For starters, there is the formation of the monetary policy committee (MPC) that Rajan feels can institutionalise the mechanism of setting interest rates. The composition that saw initial run-ins with the government, will now be equally divided between the central bank and the government, with the RBI governor having the casting vote. “This creates an institution that many other countries have adopted, which India was slow to adopt,” Rajan had said during a recent meeting of central bankers.
Much has been written about Rajan’s efforts to rid the banking system of the huge bad loans it had taken upon itself. In the past two years, RBI has asked banks to recognise bad loans early on and make provisions for them, besides rolling out debt restructuring exercises.

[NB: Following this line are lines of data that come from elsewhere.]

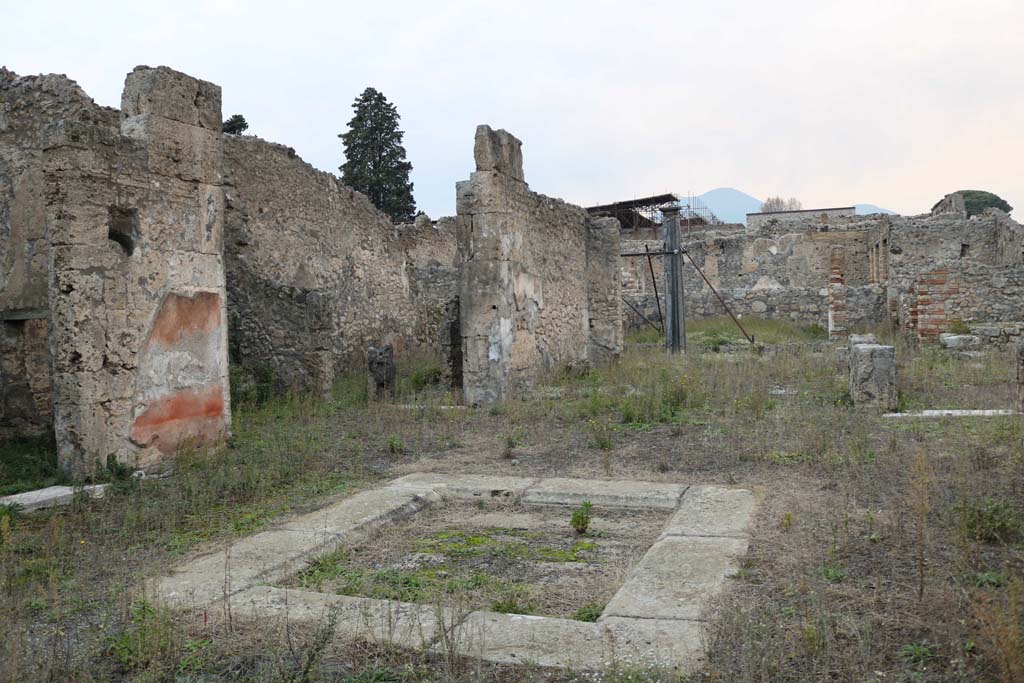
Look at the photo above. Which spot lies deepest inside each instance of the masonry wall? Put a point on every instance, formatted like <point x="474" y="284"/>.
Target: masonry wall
<point x="32" y="110"/>
<point x="316" y="273"/>
<point x="524" y="304"/>
<point x="136" y="281"/>
<point x="821" y="217"/>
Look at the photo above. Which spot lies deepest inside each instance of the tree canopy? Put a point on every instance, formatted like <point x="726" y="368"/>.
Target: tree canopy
<point x="375" y="159"/>
<point x="236" y="124"/>
<point x="977" y="201"/>
<point x="773" y="204"/>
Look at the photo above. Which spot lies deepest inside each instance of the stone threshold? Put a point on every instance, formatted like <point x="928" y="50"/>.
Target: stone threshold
<point x="951" y="414"/>
<point x="654" y="619"/>
<point x="51" y="497"/>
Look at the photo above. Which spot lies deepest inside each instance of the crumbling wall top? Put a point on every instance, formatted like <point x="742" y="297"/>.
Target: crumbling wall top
<point x="171" y="94"/>
<point x="498" y="151"/>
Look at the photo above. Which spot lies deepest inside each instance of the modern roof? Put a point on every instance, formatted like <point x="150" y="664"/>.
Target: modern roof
<point x="643" y="202"/>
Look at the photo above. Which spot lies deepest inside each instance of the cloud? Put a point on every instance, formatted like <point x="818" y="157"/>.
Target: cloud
<point x="834" y="102"/>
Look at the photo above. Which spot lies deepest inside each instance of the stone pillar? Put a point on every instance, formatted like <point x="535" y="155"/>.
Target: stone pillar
<point x="496" y="328"/>
<point x="1020" y="374"/>
<point x="136" y="285"/>
<point x="872" y="377"/>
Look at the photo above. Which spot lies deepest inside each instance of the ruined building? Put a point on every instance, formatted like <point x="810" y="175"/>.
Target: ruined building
<point x="922" y="273"/>
<point x="142" y="249"/>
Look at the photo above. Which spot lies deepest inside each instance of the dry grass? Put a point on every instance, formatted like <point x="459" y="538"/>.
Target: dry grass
<point x="830" y="589"/>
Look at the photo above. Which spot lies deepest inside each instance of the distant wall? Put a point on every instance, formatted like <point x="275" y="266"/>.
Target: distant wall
<point x="136" y="281"/>
<point x="822" y="217"/>
<point x="315" y="272"/>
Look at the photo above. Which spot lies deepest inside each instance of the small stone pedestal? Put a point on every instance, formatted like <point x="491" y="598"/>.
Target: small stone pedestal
<point x="872" y="376"/>
<point x="380" y="361"/>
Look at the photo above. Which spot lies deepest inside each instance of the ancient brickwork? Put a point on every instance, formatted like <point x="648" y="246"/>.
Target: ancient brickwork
<point x="821" y="217"/>
<point x="136" y="285"/>
<point x="604" y="289"/>
<point x="26" y="404"/>
<point x="316" y="273"/>
<point x="523" y="295"/>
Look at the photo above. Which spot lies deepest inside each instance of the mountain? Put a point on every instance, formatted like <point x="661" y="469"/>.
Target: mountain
<point x="731" y="205"/>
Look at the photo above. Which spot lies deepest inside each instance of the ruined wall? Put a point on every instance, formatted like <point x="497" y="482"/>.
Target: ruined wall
<point x="524" y="304"/>
<point x="316" y="273"/>
<point x="431" y="266"/>
<point x="26" y="403"/>
<point x="136" y="283"/>
<point x="820" y="217"/>
<point x="783" y="276"/>
<point x="604" y="300"/>
<point x="32" y="109"/>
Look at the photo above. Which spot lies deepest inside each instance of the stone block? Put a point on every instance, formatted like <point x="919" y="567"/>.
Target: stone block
<point x="958" y="342"/>
<point x="663" y="643"/>
<point x="676" y="578"/>
<point x="1020" y="375"/>
<point x="173" y="95"/>
<point x="466" y="486"/>
<point x="176" y="151"/>
<point x="498" y="151"/>
<point x="365" y="511"/>
<point x="621" y="494"/>
<point x="387" y="622"/>
<point x="713" y="511"/>
<point x="872" y="376"/>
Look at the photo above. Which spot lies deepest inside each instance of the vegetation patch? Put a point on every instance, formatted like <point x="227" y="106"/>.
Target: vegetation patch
<point x="498" y="557"/>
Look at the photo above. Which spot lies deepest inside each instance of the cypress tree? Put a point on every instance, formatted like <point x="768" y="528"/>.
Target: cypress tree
<point x="375" y="159"/>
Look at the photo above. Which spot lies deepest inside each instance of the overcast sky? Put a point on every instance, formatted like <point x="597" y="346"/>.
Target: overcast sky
<point x="893" y="102"/>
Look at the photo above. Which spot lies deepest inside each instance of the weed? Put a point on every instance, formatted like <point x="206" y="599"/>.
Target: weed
<point x="589" y="612"/>
<point x="395" y="444"/>
<point x="515" y="601"/>
<point x="989" y="520"/>
<point x="834" y="573"/>
<point x="581" y="517"/>
<point x="786" y="523"/>
<point x="918" y="653"/>
<point x="921" y="505"/>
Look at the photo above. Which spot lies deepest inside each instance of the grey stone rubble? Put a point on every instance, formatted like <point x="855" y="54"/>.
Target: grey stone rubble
<point x="953" y="413"/>
<point x="51" y="497"/>
<point x="123" y="294"/>
<point x="958" y="342"/>
<point x="872" y="376"/>
<point x="655" y="617"/>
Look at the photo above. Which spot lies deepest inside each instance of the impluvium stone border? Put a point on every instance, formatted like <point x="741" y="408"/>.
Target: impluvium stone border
<point x="654" y="619"/>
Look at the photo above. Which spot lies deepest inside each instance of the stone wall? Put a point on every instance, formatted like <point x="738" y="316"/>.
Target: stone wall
<point x="316" y="273"/>
<point x="821" y="217"/>
<point x="523" y="294"/>
<point x="32" y="111"/>
<point x="26" y="402"/>
<point x="111" y="259"/>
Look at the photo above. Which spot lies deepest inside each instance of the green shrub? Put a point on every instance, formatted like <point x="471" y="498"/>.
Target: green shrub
<point x="958" y="328"/>
<point x="426" y="377"/>
<point x="581" y="517"/>
<point x="989" y="520"/>
<point x="589" y="612"/>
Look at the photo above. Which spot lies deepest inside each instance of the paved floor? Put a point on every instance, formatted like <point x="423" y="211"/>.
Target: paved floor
<point x="654" y="619"/>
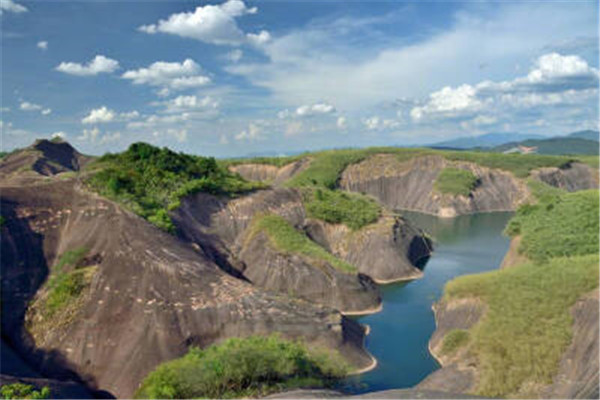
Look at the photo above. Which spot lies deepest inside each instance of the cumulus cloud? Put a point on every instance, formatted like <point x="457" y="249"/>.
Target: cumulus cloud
<point x="11" y="6"/>
<point x="553" y="79"/>
<point x="27" y="106"/>
<point x="315" y="109"/>
<point x="215" y="24"/>
<point x="59" y="135"/>
<point x="169" y="75"/>
<point x="251" y="133"/>
<point x="190" y="103"/>
<point x="234" y="55"/>
<point x="99" y="65"/>
<point x="99" y="116"/>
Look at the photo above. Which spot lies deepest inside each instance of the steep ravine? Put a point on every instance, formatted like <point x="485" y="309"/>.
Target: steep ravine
<point x="220" y="227"/>
<point x="409" y="185"/>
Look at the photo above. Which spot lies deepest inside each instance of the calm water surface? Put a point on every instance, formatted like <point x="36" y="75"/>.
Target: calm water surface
<point x="400" y="333"/>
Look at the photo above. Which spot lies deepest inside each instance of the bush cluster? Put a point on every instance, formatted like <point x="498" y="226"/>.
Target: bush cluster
<point x="23" y="391"/>
<point x="253" y="366"/>
<point x="337" y="207"/>
<point x="151" y="181"/>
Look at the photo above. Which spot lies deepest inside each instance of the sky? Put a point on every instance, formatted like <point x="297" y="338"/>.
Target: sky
<point x="239" y="78"/>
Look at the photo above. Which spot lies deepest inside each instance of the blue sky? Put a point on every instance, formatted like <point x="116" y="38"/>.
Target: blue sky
<point x="246" y="77"/>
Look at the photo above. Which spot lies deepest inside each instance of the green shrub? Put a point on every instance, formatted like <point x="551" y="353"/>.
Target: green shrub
<point x="455" y="181"/>
<point x="337" y="207"/>
<point x="151" y="181"/>
<point x="288" y="239"/>
<point x="527" y="325"/>
<point x="564" y="225"/>
<point x="454" y="340"/>
<point x="23" y="391"/>
<point x="253" y="366"/>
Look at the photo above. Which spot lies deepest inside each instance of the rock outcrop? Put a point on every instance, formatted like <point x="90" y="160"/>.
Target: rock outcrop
<point x="409" y="185"/>
<point x="578" y="372"/>
<point x="270" y="173"/>
<point x="220" y="226"/>
<point x="152" y="297"/>
<point x="574" y="176"/>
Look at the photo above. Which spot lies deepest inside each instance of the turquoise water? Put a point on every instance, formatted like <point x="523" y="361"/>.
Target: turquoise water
<point x="400" y="332"/>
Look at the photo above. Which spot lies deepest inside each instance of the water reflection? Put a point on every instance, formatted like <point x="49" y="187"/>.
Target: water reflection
<point x="400" y="333"/>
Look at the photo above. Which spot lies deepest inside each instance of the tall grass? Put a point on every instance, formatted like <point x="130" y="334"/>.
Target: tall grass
<point x="455" y="181"/>
<point x="288" y="239"/>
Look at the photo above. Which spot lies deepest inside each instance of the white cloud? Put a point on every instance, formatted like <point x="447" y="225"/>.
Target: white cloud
<point x="448" y="100"/>
<point x="11" y="6"/>
<point x="189" y="103"/>
<point x="59" y="135"/>
<point x="315" y="109"/>
<point x="99" y="65"/>
<point x="258" y="39"/>
<point x="553" y="80"/>
<point x="371" y="123"/>
<point x="315" y="60"/>
<point x="234" y="55"/>
<point x="27" y="106"/>
<point x="251" y="133"/>
<point x="99" y="116"/>
<point x="127" y="116"/>
<point x="89" y="135"/>
<point x="215" y="24"/>
<point x="169" y="75"/>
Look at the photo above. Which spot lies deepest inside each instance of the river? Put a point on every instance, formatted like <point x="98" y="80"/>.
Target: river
<point x="399" y="334"/>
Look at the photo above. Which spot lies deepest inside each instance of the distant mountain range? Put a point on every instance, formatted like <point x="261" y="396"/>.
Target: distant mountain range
<point x="581" y="142"/>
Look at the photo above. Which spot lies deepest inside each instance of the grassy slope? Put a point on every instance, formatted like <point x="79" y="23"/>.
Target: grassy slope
<point x="286" y="238"/>
<point x="251" y="367"/>
<point x="527" y="327"/>
<point x="150" y="181"/>
<point x="455" y="181"/>
<point x="351" y="209"/>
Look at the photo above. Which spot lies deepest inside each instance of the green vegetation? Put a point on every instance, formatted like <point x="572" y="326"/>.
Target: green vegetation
<point x="286" y="238"/>
<point x="453" y="340"/>
<point x="337" y="207"/>
<point x="275" y="161"/>
<point x="564" y="225"/>
<point x="63" y="288"/>
<point x="542" y="191"/>
<point x="327" y="166"/>
<point x="455" y="181"/>
<point x="23" y="391"/>
<point x="151" y="181"/>
<point x="254" y="366"/>
<point x="527" y="324"/>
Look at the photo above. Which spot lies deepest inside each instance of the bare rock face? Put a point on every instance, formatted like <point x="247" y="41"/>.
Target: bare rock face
<point x="408" y="185"/>
<point x="399" y="247"/>
<point x="151" y="298"/>
<point x="313" y="280"/>
<point x="270" y="173"/>
<point x="459" y="372"/>
<point x="219" y="227"/>
<point x="44" y="158"/>
<point x="575" y="176"/>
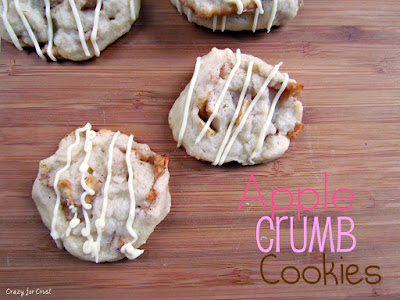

But the central bank is still striving uphill. There is still much to be done and much more to do to make companies and banks take harsh decisions.
Bank licence is another area where RBI has a lot to cover. While it has successfully kept away large business houses from owning banks, small finance banks and payments banks are yet to develop. The latter has already seen teething problems with shortlisted applicants abandoning their ventures on grounds of viability — enough to prompt RBI to issue veiled warnings of penalties. But screening of applicants and selecting serious players is less than half the battle; use of technology to allow the poor to transfer money, at low costs, is a big task.
Then there are areas such as the bond market and financial inclusion. But the biggest feature of Rajan’s legacy and one that the new governor will have to carry forward, is to strengthen RBI’s independence. The role of the financial regulator will also have to be aligned with financial sector reforms. That would be one of the biggest items on the plate.